I already have a Raspberry Pi on board. I can leverage it's horsepower to host a web server to interact and collect user input for the control engine and I can use the serial port on board as an output and connect it to Arduino board.
Of course this would be high-latency solution compared to a dedicated Zigbee for the same purpose but since the web server won't be going out of my LAN and there will be at the most 1 client, this can work.
I can serve a php page to the user and then make AJAX calls back to the server which can transport data directly to hardware layer via something like php-Serial library.

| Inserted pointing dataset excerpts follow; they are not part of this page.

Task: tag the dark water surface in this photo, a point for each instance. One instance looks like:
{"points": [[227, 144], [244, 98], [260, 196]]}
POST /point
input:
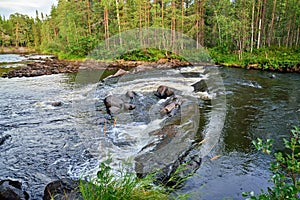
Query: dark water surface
{"points": [[49, 142], [257, 106]]}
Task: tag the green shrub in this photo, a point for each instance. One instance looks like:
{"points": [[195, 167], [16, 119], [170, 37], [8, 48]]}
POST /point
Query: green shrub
{"points": [[121, 186], [285, 168]]}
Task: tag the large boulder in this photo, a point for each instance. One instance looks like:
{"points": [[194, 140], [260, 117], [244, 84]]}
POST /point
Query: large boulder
{"points": [[175, 141], [12, 190], [4, 138], [63, 189], [117, 103], [163, 92]]}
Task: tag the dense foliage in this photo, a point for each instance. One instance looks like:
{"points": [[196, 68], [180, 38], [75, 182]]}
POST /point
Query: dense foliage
{"points": [[110, 184], [285, 168], [74, 27]]}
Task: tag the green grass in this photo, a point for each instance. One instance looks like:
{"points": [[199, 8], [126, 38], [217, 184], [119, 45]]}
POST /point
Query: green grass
{"points": [[120, 186], [124, 185], [271, 58]]}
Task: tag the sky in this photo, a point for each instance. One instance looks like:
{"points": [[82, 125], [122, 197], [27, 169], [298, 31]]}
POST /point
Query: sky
{"points": [[27, 7]]}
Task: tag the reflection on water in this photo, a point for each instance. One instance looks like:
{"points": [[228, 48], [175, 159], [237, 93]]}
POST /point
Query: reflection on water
{"points": [[257, 106], [47, 141]]}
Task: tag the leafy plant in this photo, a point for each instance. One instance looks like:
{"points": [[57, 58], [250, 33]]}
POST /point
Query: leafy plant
{"points": [[286, 169], [123, 185]]}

But I do want to make sure that there is a probing point on the data path for debugging and analytics. On the Zigbee implementation, the idea was to let Raspberry Pi probe the serial lines for incoming wireless commands. This probing can take place via a local SQL database which is good for offline analytics because of data persistency. But going through a database can introduce latency and again, analytics is not the primary goal here.
So, it is safe to replace the database as a probing point to something way simpler. I will do with a dedicated directory which will serve as a bucket between web server and hardware. The php scripts will dump the commands into this bucket.
Ok, let's cross the bridge.
Now that we have a bucket-full of commands, it is easy to come up with something that parses the commands, formats it the way the Arduino hardware controller expects it and ships it out. This being a Raspberry Pi board, the apparent and wise choice to do this is in Python.
All right, let's put all this in a picture. A picture something something words something something.
In terms of improving to reach my final Zigbee goal, these are the iteration cycles marking major milestones:
- Iteration 0*: Implement directory based web-to-serial bridge on Raspberry Pi
- Iteration 1: Replace out directory based probing with a SQL database-based probing.
- Iteration 2: Replace web-to-serial bridge with RF Zigbee bridge.
Instead of collecting user input from a plain form input, let's choose something dynamic to stress out the bridge. Here is my choice:
- Transmit the mouse pointer coordinates as (x,y) pairs; where
(x,y) ∈ [0,255].
- Enable transmission on mouse down (left click press & hold). Disable transmission on mouse up (left click release)
- Layer1: This data is sent over to server via AJAX calls where a php script parses it and dumps it in the data bucket in the format compliant with the next layer.
- Layer2: A python script waiting on data drop in the bucket picks up the incoming data, parses it and sends it out via onboard serial port of Raspberry Pi.
Observations and issues:
- The data bucket needs to be a FIFO bucket.
- If there is no timestamp on the data, the python script should also ensure that it sends data out to serial that is relatively new. Additionally, it can also notify upstream that data was dropped in case it chooses to NOT send out data that got stale.
- Some of the design of layer2 is dependent on how the receiver on the the side of serial port looks like. If it is a high-speed serial bus and data processing is not an issue, then the inclination would be to let it decide what to do with the data packets bearing timestamps. On the other hand, if it is a simple controller, then heavy lifting should be done by python script as noted in previous point.